Challenged by reporters at his London home this afternoon whether his actions looked bad, a defiant Dominic Cummings said 'who cares about good looks'
Challenged by reporters at his London home this afternoon whether his actions looked bad, a defiant Dominic Cummings said 'who cares about good looks'
Dominic Cummings was fighting for his political life today as pressure mounted on Boris Johnson to sack his chief adviser for flouting lockdown rules (duo pictured in September)
Dominic Cummings was fighting for his political life today as pressure mounted on Boris Johnson to sack his chief adviser for flouting lockdown rules (duo pictured in September)
Allies pointed to a comment from deputy chief medical officer Jenny Harries on March 24, when she was asked what parents should do if both fall ill. 'A small child is vulnerable. If adults cannot look after the child, that is an exceptional circumstance,' Dr Harries said.
However, the government guidance said that those self-isolating 'must stay at home and not leave the house', as well as 'staying away' from vulnerable elderly people. In an account of their ordeal published last month, Mr Cummings' journalist wife Mary Wakefield also described how he was nursed by their small son with Ribena - suggesting he stayed with them throughout. The PM's official spokesman told reporters at the time that Mr Cummings was isolating 'at home'.
The bombshell revelations sparked accusations of hypocrisy with Mr Cummings' position branded 'untenable', and signs of disquiet among Tory MPs.
A Labour Party spokesman said: 'The lockdown rules were very clear: if you or anyone in your household was suspected of having Covid-19 you must immediately self-isolate and not leave the house. However, the Prime Minister's Chief Adviser appears to believe that it is one rule for him and another for the British people.
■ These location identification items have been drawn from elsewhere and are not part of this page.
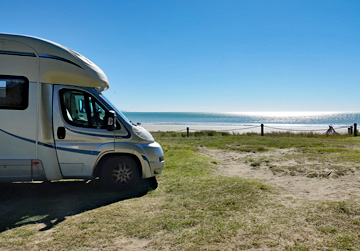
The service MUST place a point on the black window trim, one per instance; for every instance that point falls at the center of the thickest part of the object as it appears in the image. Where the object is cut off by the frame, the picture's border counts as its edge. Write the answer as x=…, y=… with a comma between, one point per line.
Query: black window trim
x=86, y=95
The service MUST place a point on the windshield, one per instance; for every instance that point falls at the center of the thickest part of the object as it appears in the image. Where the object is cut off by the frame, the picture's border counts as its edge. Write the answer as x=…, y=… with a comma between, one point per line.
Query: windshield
x=119, y=113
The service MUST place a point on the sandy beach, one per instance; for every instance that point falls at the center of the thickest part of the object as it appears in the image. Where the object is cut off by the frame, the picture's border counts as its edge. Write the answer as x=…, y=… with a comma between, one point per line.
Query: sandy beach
x=321, y=129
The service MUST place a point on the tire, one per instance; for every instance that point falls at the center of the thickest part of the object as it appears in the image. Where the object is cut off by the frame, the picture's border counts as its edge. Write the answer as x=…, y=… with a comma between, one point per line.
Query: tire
x=120, y=173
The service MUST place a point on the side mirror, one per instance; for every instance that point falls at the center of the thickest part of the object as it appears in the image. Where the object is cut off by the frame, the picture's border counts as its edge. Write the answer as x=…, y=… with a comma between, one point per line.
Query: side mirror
x=111, y=123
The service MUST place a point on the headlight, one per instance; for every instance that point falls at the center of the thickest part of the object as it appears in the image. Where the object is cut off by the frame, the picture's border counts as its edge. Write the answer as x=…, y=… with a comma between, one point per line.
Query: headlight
x=142, y=133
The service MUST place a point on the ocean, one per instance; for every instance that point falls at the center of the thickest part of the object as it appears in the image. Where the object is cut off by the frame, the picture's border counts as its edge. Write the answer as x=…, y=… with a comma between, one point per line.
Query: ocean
x=300, y=121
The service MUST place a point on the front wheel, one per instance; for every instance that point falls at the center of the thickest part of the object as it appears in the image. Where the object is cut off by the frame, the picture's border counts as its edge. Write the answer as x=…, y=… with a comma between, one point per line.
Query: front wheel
x=120, y=173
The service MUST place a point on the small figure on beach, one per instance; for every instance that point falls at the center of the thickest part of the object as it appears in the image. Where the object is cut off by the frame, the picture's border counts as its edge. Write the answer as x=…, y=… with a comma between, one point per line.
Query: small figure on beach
x=331, y=130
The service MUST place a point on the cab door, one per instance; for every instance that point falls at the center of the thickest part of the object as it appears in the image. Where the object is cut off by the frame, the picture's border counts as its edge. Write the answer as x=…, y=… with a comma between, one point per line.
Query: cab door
x=80, y=130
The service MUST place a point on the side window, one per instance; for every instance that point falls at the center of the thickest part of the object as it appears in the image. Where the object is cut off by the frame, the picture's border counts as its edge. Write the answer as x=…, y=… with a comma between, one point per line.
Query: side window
x=81, y=109
x=14, y=93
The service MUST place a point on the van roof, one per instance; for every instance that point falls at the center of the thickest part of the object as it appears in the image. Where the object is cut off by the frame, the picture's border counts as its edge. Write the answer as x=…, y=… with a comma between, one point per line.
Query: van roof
x=58, y=64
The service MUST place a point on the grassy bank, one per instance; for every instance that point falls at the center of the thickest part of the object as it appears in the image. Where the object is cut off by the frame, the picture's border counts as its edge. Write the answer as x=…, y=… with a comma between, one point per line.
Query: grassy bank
x=194, y=208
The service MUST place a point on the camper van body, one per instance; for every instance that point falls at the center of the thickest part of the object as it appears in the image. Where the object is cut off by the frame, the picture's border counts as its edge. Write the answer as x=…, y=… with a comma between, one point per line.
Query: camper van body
x=54, y=119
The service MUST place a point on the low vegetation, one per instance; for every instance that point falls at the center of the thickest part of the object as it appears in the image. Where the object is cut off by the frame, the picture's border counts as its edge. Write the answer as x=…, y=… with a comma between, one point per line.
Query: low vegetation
x=194, y=208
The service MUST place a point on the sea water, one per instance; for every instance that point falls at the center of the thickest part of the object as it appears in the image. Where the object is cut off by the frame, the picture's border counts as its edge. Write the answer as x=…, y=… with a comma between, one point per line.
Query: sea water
x=300, y=121
x=244, y=118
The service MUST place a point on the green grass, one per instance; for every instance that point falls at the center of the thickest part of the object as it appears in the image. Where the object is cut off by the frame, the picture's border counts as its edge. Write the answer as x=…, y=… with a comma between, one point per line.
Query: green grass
x=193, y=208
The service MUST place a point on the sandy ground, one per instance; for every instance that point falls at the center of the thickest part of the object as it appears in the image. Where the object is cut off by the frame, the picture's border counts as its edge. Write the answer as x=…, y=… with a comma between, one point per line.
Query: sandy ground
x=331, y=188
x=239, y=129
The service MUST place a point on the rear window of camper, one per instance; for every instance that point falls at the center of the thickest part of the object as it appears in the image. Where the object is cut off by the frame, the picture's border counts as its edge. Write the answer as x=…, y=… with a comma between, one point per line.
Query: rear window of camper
x=14, y=92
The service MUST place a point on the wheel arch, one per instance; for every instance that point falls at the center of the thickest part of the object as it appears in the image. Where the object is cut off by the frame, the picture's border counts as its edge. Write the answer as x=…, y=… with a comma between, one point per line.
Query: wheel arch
x=104, y=157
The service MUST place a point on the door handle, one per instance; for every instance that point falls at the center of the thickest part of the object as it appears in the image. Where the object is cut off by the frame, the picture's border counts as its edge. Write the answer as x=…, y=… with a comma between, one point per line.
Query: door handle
x=61, y=133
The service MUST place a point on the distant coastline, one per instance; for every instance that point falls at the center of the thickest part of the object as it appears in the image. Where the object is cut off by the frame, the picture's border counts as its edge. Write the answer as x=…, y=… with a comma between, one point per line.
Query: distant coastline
x=291, y=121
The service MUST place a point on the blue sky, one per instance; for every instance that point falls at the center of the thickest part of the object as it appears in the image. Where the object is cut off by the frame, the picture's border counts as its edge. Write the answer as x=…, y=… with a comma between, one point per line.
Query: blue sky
x=211, y=56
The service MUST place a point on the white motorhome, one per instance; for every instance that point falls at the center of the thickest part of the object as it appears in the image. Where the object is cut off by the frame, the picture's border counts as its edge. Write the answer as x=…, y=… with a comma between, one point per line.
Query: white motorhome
x=55, y=123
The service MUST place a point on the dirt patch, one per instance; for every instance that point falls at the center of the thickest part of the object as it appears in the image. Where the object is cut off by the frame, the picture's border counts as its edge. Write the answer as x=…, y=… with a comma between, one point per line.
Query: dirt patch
x=305, y=179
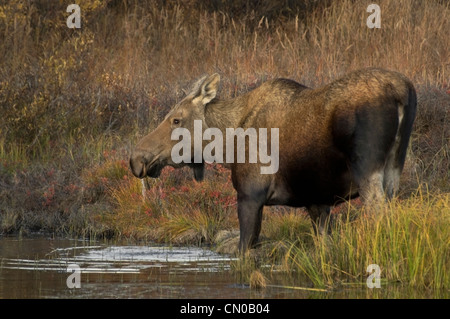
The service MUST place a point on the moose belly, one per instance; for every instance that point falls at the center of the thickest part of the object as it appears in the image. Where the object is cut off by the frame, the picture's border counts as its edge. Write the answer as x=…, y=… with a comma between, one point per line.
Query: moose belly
x=320, y=182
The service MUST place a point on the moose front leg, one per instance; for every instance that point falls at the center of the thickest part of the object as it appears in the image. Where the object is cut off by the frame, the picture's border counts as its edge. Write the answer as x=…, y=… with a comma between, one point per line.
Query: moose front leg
x=250, y=217
x=321, y=218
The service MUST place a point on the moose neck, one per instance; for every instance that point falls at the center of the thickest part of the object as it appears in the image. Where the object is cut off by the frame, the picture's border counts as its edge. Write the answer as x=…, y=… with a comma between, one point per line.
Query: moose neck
x=224, y=114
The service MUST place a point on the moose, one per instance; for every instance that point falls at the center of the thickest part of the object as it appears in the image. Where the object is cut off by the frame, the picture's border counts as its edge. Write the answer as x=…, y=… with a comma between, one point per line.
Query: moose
x=340, y=141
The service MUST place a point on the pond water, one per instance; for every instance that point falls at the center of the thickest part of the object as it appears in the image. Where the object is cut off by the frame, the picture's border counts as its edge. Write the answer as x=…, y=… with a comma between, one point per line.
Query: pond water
x=52, y=268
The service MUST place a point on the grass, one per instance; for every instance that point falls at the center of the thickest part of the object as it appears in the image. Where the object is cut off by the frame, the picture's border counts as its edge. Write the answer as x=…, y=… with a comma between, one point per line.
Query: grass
x=409, y=240
x=74, y=102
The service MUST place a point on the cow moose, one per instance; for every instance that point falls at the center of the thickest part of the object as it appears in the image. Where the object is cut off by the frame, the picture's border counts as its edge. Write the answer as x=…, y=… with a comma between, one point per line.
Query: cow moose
x=346, y=139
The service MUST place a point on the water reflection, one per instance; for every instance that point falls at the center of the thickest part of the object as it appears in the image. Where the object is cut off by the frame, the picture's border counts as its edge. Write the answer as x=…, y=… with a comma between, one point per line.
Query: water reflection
x=37, y=268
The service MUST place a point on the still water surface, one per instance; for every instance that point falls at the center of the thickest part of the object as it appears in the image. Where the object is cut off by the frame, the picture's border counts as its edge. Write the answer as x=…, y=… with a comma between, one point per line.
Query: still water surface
x=38, y=268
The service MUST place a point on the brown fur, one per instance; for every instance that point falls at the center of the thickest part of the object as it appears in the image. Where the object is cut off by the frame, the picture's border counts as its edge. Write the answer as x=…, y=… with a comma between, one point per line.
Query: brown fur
x=339, y=141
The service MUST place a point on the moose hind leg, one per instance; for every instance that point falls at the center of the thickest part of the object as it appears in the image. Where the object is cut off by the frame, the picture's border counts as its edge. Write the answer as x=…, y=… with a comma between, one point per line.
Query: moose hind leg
x=371, y=189
x=250, y=218
x=321, y=218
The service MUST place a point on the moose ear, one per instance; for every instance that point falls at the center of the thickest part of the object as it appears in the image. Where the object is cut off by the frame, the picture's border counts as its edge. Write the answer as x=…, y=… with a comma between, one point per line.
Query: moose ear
x=209, y=88
x=205, y=89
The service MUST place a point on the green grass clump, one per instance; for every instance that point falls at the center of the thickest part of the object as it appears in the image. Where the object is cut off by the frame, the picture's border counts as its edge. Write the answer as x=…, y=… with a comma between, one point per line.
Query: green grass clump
x=409, y=240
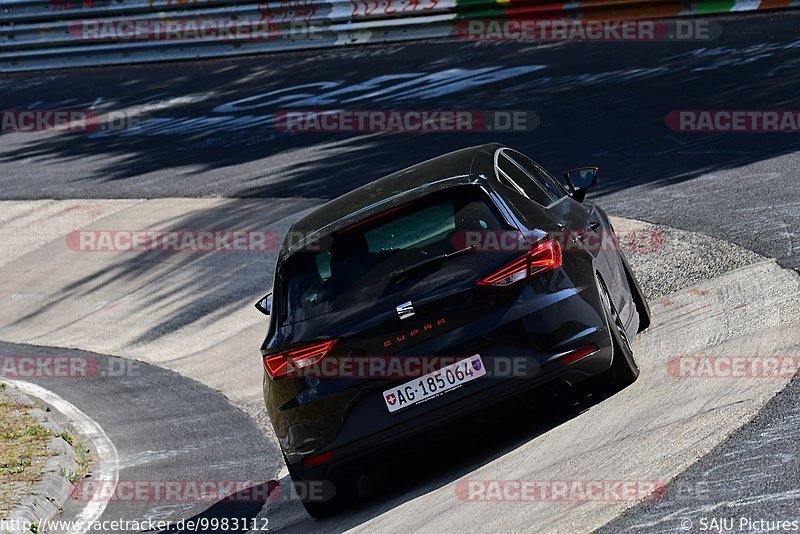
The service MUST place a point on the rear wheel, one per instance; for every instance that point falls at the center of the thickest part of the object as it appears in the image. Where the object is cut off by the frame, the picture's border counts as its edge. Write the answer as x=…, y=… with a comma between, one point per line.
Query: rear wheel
x=638, y=299
x=624, y=370
x=323, y=498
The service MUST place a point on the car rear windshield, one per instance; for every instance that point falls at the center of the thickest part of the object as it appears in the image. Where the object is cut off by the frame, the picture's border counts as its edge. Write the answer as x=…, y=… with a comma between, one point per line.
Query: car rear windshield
x=358, y=265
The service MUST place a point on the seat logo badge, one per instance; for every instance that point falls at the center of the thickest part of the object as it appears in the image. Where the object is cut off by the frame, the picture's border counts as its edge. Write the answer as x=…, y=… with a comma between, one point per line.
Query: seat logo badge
x=405, y=310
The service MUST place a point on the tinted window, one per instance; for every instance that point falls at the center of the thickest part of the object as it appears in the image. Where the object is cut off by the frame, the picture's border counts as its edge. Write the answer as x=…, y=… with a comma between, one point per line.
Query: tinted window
x=513, y=176
x=353, y=266
x=539, y=175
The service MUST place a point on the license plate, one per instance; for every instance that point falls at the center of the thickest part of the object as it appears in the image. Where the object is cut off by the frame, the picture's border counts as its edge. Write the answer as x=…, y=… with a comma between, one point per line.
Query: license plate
x=434, y=384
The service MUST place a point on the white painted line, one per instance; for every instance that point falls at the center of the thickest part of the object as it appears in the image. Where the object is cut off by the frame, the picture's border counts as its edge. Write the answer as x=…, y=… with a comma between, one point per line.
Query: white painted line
x=106, y=472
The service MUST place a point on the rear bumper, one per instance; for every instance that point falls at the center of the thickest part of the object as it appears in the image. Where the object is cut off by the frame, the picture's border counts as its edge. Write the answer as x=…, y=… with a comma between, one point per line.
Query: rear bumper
x=533, y=332
x=463, y=403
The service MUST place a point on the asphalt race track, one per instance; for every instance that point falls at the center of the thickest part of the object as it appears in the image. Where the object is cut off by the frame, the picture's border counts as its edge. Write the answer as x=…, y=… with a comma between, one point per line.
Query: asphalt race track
x=204, y=153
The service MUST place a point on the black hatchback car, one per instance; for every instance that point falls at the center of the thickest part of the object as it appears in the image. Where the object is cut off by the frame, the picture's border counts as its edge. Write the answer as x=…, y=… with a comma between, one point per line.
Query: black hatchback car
x=436, y=291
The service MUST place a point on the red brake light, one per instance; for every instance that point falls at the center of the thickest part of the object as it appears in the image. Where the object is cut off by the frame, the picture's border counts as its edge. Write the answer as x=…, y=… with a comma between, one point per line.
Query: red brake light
x=578, y=354
x=545, y=256
x=284, y=363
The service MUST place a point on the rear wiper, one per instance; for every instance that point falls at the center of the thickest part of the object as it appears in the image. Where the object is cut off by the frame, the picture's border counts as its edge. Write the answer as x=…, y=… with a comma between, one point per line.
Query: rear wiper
x=429, y=261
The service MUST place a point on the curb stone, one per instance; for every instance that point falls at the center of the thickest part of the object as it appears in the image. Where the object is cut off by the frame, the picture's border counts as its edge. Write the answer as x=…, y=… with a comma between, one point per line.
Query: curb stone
x=48, y=495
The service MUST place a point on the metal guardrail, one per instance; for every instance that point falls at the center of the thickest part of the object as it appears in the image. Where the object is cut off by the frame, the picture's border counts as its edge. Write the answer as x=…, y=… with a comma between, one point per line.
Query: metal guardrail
x=48, y=34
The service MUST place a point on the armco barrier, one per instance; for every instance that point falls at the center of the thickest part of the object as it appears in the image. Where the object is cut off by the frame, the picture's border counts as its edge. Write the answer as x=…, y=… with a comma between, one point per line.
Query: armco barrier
x=47, y=34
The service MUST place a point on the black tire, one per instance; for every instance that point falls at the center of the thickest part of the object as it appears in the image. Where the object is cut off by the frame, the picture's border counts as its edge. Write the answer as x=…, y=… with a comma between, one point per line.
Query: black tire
x=338, y=494
x=638, y=298
x=624, y=371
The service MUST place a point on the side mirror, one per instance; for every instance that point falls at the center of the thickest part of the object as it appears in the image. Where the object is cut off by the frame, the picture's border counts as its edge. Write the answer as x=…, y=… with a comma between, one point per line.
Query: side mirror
x=265, y=304
x=580, y=180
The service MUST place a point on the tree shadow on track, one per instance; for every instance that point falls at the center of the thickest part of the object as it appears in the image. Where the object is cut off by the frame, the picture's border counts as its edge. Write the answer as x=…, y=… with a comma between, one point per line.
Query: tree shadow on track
x=599, y=102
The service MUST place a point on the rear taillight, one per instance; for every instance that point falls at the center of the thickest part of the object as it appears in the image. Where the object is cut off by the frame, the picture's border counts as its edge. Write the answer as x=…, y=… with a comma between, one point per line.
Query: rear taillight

'This will cause understandable anger for the millions of people who have sacrificed so much during this crisis.
'We are still unclear who knew about this decision and when, whether this was sanctioned by the Prime Minister and whether Number 10 is now questioning the validity of the statement from Durham Police.'
SNP Westminster Leader Ian Blackford told BBC Radio 4's Today that there seemed to have been a 'cover up' and Mr Cummings 'should have gone by now'.